A 68-year-old female underwent gastroscopy, showing mild, unspecific inflammatory changes of the gastric mucosa, and biopsies from antrum and corpus region were taken.
Microscopic examination revealed superficial chronic-active antrum and corpus gastritis (Panel A). In the mucus layer close to the surface epithelium, comma-shaped bacterial structures were detected and highlighted with a Warthin-Starry stain, consistent with Helicobacter pylori (Panel B). In the biopsies obtained from the corpus mucosa, a multifocal, predominantly lymphoplasmacytic infiltrate was seen in deeper parts of the mucosa. Specifically, the oxyntic glands were surrounded and infiltrated by lymphocytes (“emperipolesis”) resulting in gland destruction and parietal cell apoptosis. Occasional eosinophils completed the picture (Panels C-E). No significant atrophy and no metaplastic changes were observed.
Our case is a nice example of Helicobacter pylori gastritis with an anti-gastric component or (secondary) autoimmunity, showing typical features of early autoimmune gastritis, as described by Stolte and co-workers more than 20 years ago. According to the authors, healing of Helicobacter-associated active pre-atrophic autoimmune gastritis by eradication treatment may occur, as indicated in case reports as well as prospective and retrospective studies. Autoimmune gastritis is viewed as the prototype of host-related gastric inflammation. Usually, it develops independently of Helicobacter pylori infection (predominantly in younger or middle-aged females), but may also encounter in usually older patients who are positive for Helicobacter pylori infection. In this setting, antigenic mimicry between bacterial and parietal cell autoantigens may link autoimmune gastritis to previous or current Helicobacter pylori infection (so-called “secondary autoimmune gastritis”).

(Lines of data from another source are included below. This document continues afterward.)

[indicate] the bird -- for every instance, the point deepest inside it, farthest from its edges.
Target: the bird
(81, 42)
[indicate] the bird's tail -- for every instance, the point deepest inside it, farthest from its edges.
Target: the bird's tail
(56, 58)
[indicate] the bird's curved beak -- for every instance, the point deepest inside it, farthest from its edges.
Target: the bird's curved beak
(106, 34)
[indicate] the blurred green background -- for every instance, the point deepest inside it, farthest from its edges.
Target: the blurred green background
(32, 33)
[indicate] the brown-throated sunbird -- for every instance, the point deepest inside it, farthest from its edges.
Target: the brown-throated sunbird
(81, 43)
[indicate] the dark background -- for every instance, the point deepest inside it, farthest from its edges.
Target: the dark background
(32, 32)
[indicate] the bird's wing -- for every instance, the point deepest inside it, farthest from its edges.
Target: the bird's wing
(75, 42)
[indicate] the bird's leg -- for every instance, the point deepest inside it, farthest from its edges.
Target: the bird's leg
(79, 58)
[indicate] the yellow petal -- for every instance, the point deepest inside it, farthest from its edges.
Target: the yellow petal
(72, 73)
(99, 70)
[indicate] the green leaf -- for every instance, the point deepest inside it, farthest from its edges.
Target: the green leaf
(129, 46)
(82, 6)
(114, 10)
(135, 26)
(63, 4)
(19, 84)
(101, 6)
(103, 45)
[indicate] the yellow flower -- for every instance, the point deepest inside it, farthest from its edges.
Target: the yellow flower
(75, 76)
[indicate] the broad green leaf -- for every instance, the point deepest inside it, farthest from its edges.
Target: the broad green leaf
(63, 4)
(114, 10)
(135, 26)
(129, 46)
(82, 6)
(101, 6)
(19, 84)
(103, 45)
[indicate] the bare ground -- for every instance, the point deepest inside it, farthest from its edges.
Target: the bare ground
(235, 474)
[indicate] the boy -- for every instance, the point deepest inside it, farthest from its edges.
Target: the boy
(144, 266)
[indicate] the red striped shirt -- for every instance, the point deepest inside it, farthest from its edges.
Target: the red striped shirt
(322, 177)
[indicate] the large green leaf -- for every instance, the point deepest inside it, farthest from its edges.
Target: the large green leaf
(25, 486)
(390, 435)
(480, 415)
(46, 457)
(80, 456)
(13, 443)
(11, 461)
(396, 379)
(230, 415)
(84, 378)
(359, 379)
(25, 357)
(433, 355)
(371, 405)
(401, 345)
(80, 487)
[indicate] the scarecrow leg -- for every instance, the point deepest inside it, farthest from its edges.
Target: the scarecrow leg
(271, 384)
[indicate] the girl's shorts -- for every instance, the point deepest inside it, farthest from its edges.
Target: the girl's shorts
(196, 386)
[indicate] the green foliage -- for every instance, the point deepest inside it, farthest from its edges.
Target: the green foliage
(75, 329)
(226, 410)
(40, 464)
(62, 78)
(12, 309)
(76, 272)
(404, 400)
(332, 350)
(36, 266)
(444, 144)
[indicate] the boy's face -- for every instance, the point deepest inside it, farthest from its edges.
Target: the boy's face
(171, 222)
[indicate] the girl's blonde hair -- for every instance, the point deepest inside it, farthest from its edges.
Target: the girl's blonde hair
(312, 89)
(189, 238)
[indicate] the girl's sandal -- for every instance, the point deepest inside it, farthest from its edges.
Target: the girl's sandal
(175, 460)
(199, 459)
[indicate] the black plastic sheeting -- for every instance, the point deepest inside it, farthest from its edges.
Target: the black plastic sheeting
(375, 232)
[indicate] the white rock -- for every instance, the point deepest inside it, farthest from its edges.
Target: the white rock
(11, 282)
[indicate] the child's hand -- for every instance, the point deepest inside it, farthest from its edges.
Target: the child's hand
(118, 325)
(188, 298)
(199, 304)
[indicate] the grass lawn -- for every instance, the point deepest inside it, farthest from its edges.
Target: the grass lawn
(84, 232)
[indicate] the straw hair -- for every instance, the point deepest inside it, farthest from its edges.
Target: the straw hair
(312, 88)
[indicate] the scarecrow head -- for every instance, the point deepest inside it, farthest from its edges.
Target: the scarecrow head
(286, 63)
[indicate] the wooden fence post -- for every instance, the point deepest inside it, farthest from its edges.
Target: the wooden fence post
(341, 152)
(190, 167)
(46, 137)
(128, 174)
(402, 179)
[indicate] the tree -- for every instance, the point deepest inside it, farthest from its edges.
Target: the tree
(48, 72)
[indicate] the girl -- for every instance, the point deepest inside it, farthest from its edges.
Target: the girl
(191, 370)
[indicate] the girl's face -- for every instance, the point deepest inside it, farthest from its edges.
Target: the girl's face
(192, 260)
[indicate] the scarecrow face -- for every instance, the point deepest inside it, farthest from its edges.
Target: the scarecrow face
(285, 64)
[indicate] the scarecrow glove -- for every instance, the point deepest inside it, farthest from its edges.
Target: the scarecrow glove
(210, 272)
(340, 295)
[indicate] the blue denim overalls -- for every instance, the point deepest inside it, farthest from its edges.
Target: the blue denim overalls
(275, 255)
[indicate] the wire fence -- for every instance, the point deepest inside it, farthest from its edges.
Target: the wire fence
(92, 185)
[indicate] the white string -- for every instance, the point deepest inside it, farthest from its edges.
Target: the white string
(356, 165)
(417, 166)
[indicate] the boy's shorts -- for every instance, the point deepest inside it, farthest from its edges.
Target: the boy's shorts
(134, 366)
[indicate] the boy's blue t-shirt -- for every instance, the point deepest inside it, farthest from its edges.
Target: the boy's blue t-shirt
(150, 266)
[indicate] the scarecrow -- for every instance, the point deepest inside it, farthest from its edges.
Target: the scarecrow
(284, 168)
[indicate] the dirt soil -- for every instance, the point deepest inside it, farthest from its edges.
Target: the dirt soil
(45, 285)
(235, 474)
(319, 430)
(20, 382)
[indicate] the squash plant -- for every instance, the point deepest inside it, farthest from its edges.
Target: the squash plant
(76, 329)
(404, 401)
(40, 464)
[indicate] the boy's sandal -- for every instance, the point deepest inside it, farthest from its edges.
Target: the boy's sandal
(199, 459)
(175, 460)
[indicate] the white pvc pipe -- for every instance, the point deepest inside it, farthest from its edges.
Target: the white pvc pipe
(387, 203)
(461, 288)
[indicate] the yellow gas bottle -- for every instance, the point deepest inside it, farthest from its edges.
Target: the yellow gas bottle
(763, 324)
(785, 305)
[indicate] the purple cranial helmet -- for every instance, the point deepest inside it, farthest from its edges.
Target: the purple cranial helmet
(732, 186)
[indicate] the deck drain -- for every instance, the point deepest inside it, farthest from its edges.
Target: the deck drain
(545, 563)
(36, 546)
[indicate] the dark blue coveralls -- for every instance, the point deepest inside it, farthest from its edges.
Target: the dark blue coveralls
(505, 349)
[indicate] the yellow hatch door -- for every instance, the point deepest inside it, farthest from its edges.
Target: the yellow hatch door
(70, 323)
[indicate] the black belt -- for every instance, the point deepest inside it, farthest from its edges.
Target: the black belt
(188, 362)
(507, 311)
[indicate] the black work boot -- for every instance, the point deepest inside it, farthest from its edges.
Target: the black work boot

It is important that pathologists recognize this pattern of secondary (early) autoimmunity in gastritis positive for Helicobacter pylori, as this pattern stresses the need for eradication treatment as well as post-eradication controls. These should be carried out systematically (with biopsies from corpus and fundic region) to follow-up potentially remaining autoimmune gastritis.